New York Gov. Andrew Cuomo might be given a pass for his overreaction this time, because the poor fellow is stuck in Albany, N.Y., and that's enough to affect anyone's good sense, especially during the dead of winter.

The New York mayor, Bill de Blasio is a new entry in the Chicken Little derby that transpired as the fairly routine, if big, winter snowstorm developed yesterday, and the implications of his own reactions and especially exclamations are troubling. De Blasio, who knew nothing more about the impending weather than what he read in the papers or saw on TV, all based on urgent National Weather Service bulletins, basically shut down the city Monday night and into Tuesday morning.

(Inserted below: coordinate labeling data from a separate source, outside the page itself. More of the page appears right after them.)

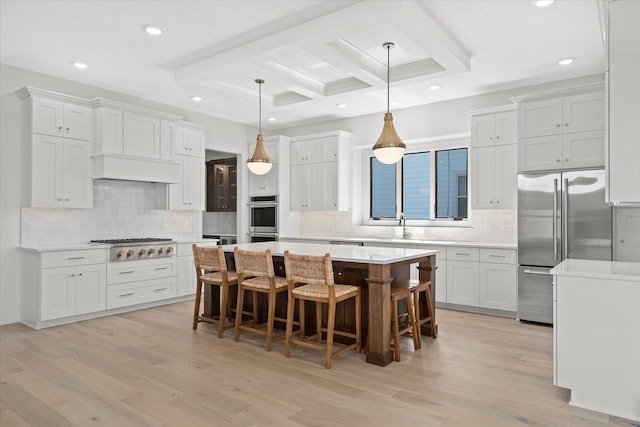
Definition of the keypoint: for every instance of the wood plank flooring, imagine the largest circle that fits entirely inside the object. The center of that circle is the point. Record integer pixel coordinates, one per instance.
(148, 368)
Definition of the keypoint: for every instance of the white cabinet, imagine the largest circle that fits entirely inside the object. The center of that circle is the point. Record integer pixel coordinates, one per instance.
(627, 235)
(57, 118)
(555, 116)
(623, 92)
(266, 184)
(141, 135)
(306, 187)
(61, 172)
(63, 284)
(493, 129)
(189, 141)
(494, 172)
(188, 194)
(568, 151)
(320, 172)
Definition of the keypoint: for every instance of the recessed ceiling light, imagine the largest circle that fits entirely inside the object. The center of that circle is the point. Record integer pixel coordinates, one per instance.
(154, 31)
(543, 3)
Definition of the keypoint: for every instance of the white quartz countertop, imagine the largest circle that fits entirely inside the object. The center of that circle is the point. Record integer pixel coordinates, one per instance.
(65, 247)
(345, 253)
(612, 270)
(371, 241)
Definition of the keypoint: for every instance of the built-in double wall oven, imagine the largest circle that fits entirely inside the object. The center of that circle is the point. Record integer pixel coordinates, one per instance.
(263, 217)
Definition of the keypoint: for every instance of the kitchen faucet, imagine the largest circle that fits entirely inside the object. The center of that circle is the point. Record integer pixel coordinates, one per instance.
(403, 223)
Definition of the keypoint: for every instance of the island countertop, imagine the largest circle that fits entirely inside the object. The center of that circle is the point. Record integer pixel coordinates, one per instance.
(345, 253)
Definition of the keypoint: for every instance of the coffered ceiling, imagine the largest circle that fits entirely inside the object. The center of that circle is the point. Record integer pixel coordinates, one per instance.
(313, 55)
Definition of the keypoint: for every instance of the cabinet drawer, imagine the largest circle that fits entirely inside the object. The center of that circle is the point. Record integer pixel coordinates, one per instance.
(133, 271)
(499, 256)
(69, 258)
(140, 292)
(463, 254)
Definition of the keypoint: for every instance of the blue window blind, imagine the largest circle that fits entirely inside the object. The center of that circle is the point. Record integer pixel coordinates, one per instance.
(416, 185)
(451, 183)
(383, 189)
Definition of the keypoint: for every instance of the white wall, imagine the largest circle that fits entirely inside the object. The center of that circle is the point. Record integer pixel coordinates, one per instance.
(222, 135)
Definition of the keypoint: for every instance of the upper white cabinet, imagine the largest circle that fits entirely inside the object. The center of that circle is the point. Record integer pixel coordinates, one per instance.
(623, 90)
(320, 172)
(190, 141)
(60, 149)
(563, 132)
(555, 116)
(57, 118)
(494, 129)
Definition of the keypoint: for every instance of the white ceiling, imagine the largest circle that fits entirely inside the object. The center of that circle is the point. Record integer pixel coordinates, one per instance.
(313, 55)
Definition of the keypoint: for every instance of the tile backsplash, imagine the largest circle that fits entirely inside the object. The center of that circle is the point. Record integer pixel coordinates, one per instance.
(485, 226)
(121, 209)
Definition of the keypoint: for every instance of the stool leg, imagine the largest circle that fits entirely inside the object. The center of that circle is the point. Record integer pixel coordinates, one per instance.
(196, 309)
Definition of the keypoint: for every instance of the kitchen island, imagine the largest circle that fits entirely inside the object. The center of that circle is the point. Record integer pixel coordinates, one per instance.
(371, 268)
(597, 335)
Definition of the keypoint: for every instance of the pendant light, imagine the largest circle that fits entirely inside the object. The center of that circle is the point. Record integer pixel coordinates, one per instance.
(259, 163)
(389, 148)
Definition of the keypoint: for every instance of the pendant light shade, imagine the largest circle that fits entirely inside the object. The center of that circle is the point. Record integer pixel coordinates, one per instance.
(259, 163)
(389, 148)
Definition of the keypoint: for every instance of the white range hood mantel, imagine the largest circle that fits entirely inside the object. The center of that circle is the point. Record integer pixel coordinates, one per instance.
(116, 166)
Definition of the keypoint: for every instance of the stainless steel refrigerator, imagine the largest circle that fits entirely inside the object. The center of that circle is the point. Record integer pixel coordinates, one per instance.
(560, 215)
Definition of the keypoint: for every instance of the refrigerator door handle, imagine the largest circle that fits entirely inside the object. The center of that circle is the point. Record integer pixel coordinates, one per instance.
(555, 219)
(565, 219)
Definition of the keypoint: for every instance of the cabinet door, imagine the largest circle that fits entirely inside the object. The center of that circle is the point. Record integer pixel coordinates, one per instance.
(483, 181)
(482, 130)
(498, 286)
(141, 135)
(57, 293)
(77, 182)
(109, 130)
(91, 289)
(627, 243)
(540, 118)
(186, 276)
(78, 122)
(307, 151)
(47, 117)
(583, 149)
(583, 113)
(506, 128)
(506, 176)
(542, 153)
(462, 283)
(47, 172)
(330, 186)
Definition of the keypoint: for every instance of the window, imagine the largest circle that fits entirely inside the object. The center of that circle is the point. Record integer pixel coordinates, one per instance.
(417, 183)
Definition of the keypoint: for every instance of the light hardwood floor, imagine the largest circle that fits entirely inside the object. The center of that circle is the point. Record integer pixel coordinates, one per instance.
(148, 368)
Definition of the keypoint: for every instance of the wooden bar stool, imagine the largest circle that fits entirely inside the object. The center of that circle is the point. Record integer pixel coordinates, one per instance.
(311, 279)
(256, 274)
(211, 269)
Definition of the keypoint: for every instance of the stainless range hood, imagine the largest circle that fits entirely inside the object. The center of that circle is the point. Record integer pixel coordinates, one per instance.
(129, 168)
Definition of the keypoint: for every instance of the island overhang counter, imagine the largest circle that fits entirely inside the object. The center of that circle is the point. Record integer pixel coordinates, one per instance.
(372, 268)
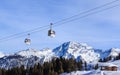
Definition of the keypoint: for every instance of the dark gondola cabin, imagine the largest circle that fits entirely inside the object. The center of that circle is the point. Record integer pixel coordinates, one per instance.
(27, 40)
(51, 32)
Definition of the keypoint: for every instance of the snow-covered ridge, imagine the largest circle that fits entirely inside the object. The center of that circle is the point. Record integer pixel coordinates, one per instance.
(79, 51)
(1, 55)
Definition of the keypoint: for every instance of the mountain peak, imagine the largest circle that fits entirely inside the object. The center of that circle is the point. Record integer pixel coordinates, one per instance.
(74, 50)
(1, 55)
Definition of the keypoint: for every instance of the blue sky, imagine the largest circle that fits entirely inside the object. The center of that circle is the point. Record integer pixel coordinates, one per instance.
(101, 30)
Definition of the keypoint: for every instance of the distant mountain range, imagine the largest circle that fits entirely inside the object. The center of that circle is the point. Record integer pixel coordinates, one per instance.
(79, 51)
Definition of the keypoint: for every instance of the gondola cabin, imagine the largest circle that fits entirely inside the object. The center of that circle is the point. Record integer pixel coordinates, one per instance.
(51, 33)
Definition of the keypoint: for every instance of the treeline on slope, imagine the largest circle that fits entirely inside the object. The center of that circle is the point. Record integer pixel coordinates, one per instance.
(54, 67)
(110, 58)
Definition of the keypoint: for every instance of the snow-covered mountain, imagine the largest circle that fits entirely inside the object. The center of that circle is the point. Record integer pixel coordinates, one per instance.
(113, 52)
(2, 55)
(79, 51)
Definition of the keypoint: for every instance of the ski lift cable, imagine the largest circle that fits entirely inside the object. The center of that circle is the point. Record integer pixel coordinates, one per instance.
(22, 35)
(93, 9)
(86, 15)
(64, 20)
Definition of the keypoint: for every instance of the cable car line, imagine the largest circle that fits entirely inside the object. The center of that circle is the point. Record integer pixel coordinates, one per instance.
(70, 19)
(93, 9)
(86, 15)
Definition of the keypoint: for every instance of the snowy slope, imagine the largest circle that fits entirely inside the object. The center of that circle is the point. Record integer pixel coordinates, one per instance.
(111, 52)
(2, 55)
(97, 72)
(77, 51)
(27, 58)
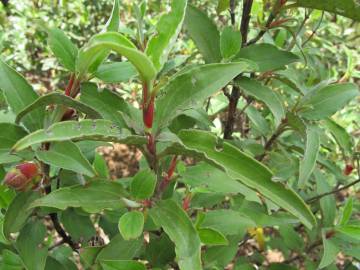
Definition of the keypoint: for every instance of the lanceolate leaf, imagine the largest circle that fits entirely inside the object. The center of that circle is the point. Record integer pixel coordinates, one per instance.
(347, 8)
(88, 57)
(92, 197)
(267, 56)
(248, 171)
(324, 102)
(19, 94)
(340, 134)
(264, 94)
(58, 99)
(177, 225)
(66, 155)
(167, 30)
(307, 164)
(193, 87)
(204, 33)
(64, 50)
(98, 130)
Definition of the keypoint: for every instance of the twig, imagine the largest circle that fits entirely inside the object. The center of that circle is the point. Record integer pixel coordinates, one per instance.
(318, 197)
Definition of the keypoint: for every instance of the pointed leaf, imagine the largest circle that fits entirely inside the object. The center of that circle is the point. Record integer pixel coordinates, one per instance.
(181, 231)
(167, 30)
(98, 130)
(92, 197)
(264, 94)
(193, 87)
(19, 94)
(307, 164)
(66, 155)
(205, 34)
(58, 99)
(324, 102)
(131, 225)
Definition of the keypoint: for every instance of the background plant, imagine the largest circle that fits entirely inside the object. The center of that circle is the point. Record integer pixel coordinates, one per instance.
(246, 115)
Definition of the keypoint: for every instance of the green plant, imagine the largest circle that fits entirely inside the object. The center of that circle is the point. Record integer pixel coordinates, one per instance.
(270, 165)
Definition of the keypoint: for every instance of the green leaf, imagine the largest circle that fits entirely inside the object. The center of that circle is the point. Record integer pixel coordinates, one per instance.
(108, 103)
(167, 31)
(18, 212)
(66, 155)
(115, 72)
(62, 47)
(248, 171)
(181, 231)
(99, 130)
(29, 245)
(19, 94)
(347, 212)
(264, 94)
(230, 42)
(312, 147)
(352, 231)
(120, 249)
(212, 237)
(324, 102)
(347, 8)
(88, 57)
(131, 225)
(122, 265)
(267, 56)
(143, 184)
(92, 197)
(113, 23)
(193, 87)
(58, 99)
(343, 139)
(203, 31)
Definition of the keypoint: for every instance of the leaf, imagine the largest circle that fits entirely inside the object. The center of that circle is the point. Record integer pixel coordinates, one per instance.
(113, 23)
(203, 31)
(29, 245)
(143, 184)
(212, 237)
(58, 99)
(66, 155)
(62, 47)
(19, 94)
(352, 231)
(248, 171)
(324, 102)
(92, 197)
(18, 212)
(327, 203)
(307, 164)
(267, 56)
(121, 45)
(131, 225)
(120, 249)
(343, 139)
(347, 212)
(99, 130)
(347, 8)
(108, 103)
(115, 72)
(167, 31)
(122, 265)
(264, 94)
(181, 231)
(230, 42)
(193, 87)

De Blasio will long be remembered for telling New Yorkers that, not only could they not drive a car or ride a bus or subway, or pedal a bicycle to deliver Chinese food, they shouldn't even be on the sidewalks. The Boston mayor said the same, but made it sound more like an order under martial law -- but that's just Boston again. Remember how they ordered all citizens to remain indoors when the cops were looking for the Marathon bombers, who were found, as I recall, cowering in a stored boat in someone's backyard?

De Blasio made several painfully memorableutterances yesterday, and the best one (as the New Yorker magazine pointed out today without being so rude as to make note of 9-11, the Draft Riots, the Triangle Shirtwaist fire or the Giuliani Administration) was: "prepare for something worse than we have seen before,"

Even today, under fire for overreacting yesterday, de Blasio seems to be continuing with the overly dramatic language. "We dodged a bullet," he said.

"Sweety, get me rewrite!"
Of course the media were crucial players in the Chicken Little Derby yesterday. Reading and watching from a continent away, I was amazed at the high degree of excitement in media accounts. The media fanned the official overreactions, tripping over themselves not only to dramatize a weather forecast but to do so with endless updated bulletins, each more urgent that the previous, all characterized by overly dramatic language including, in several online accounts I saw yesterday, the use of the word "tragic" to describe the likely effects of this forecast storm.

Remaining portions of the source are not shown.